Google ha fatto il punto sulle proprie azioni finalizzate a mantenere “pulito” il network di siti che fanno parte dell’offerta AdSense. L’obiettivo è infatti quello di mantenere alta la qualità dei contenuti e la serietà dei publisher in collaborazione, poiché da questo tipo di prodotti dipendono le performance delle inserzioni e la capacità di conversione su cui i clienti possono conseguentemente contare. E sulla base di quanto indicato nel nuovo Bad Ads Report 2016, per Google sono stati mesi di grandi purghe, confinando fuori dal network milioni di riferimenti precedentemente finanziati con spazi AdSense.
L’anno scorso abbiamo fatto due cose fondamentali per rimuovere gli annunci ingannevoli o pericolosi. Per prima cosa abbiamo esteso le nostre policy per proteggere meglio gli utenti da offerte fuorvianti o predatorie. […] In secondo luogo abbiamo rafforzato le nostre tecnologie così da poter individuare e rimuovere gli annunci pericolosi ancora più velocemente.
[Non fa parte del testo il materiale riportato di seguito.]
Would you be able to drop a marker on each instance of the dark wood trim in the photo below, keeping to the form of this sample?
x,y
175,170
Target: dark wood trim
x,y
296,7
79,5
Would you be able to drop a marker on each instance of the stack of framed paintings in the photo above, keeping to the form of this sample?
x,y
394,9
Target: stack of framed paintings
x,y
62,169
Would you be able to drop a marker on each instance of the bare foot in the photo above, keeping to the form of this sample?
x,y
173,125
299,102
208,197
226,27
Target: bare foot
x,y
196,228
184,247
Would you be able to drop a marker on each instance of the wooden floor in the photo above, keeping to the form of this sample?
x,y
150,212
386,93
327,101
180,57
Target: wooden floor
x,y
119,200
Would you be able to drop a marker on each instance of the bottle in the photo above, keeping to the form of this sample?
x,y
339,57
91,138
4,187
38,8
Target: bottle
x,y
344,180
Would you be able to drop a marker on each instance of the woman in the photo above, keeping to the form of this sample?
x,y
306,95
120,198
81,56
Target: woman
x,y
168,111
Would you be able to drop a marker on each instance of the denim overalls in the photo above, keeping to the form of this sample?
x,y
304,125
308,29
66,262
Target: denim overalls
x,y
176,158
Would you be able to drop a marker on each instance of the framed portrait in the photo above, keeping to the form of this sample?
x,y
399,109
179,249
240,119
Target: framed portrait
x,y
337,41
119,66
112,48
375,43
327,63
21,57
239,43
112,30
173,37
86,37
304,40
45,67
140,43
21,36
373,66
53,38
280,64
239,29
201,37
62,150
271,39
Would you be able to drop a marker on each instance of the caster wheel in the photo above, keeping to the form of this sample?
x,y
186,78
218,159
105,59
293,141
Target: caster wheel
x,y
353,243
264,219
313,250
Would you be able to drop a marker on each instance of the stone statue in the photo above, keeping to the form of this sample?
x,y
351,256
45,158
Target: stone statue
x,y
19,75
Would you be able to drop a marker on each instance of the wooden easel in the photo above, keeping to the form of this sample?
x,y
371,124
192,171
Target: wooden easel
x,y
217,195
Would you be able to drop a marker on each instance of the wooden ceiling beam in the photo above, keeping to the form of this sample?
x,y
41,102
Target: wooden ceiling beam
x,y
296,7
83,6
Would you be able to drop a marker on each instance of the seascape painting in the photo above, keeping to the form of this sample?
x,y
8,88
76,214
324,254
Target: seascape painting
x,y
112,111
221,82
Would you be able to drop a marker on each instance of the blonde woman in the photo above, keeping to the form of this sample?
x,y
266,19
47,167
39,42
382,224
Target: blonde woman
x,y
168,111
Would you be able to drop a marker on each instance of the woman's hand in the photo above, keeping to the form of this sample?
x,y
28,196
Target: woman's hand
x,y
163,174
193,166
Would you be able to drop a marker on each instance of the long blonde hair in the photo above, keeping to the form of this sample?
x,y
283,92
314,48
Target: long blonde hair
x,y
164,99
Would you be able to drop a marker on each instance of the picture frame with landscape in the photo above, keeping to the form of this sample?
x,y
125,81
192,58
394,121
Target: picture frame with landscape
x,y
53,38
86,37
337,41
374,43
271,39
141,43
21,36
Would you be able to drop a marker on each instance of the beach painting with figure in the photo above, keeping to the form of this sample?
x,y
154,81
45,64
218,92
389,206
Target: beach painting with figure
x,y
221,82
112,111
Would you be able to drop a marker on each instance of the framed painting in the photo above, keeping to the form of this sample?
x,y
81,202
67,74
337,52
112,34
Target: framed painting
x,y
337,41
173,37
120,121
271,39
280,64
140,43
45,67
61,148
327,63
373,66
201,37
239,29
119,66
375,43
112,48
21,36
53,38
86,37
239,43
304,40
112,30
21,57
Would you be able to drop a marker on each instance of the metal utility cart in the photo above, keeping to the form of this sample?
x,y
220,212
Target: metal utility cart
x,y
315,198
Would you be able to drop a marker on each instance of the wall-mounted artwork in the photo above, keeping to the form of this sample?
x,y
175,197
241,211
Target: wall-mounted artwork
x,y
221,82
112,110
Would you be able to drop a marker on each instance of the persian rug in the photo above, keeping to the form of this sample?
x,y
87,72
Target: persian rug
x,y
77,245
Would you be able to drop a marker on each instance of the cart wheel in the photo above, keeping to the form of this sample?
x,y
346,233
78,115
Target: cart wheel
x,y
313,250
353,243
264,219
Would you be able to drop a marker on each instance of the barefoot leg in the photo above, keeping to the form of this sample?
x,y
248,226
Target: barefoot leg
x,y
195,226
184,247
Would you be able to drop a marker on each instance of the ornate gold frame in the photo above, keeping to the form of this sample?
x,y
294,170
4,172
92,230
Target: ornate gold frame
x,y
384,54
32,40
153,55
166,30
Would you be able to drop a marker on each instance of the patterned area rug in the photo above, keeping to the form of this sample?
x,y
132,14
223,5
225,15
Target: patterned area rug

La purga ha interessato quindi anche le fake news, soprattutto quando prodotte in serie per catturare traffico approfittando dell’emotività e della credulità di utenti poco smaliziati.
Da novembre a dicembre dello scorso anno, abbiamo controllato 550 siti sospettati di ingannare gli utenti, compresi alcuni che simulavano siti di notizie. Siamo intervenuti su 340 di questi per violazione delle nostre policy e circa 200 publisher sono stati espulsi definitivamente dal nostro network.
Trattasi di interventi in grado di modificare parecchio la situazione poiché, spiega ancora Google nella propria disamina, pochi inserzionisti sono in grado spesso di raccogliere milioni di pagine viste. Le quali, conseguentemente, si trasformano (proprio grazie ad AdSense) in denaro. «Nel corso di un singolo intervento a dicembre 2016», continua il post firmato Scott Spencer, Director of Product Management di Google, «abbiamo bloccato 22 inserzionisti per cloaking, responsabili per un traffico di oltre 20 milioni di visualizzazioni in una sola settimana». Grazie ad una azione di questo tipo, viene meno l’interesse economico che sta dietro a queste visualizzazioni e vengono pertanto meno le motivazioni che spingono allo sviluppo delle truffe ivi correlate.
L’interesse, infatti, appare notevolmente accresciuto: la rappresaglia Google ha trovato molti più strumenti di inganno ed ha eliminato molti più siti e publisher rispetto agli anni passati: segno di un fenomeno difficile da contenere, ma che se lasciato libero potrebbe degenerare con effetti nefasti tanto per l’esperienza sul Web dei navigatori, quanto per gli inserzionisti che investono sugli spazi pubblicitari del colosso di Mountain View.
Nel solo 2016 sarebbero stati esclusi, ad esempio, 47 mila siti «che presentavano contenuti e prodotti legati a truffe sulla perdita di peso»; 15 mila siti «per via di software indesiderato e abbiamo disabilitato 900.000 annunci che contenevano malware»; 6000 siti «che tentavano di pubblicizzare merce contraffatta, come per esempio imitazioni di orologi di design». Grandi numeri e grandi interessi, quindi, che per Google rappresentano però la parte oscura di un network che intende invece garantire massima qualità ai propri inserzionisti.
L’azione di rimozione è legata però anche agli annunci: 68 milioni sono stati fermati «per violazione sulle norme sanitarie», 17 milioni in quanto legati al gioco d’azzardo e 80 milioni poiché finalizzati alla truffa dell’utente finale.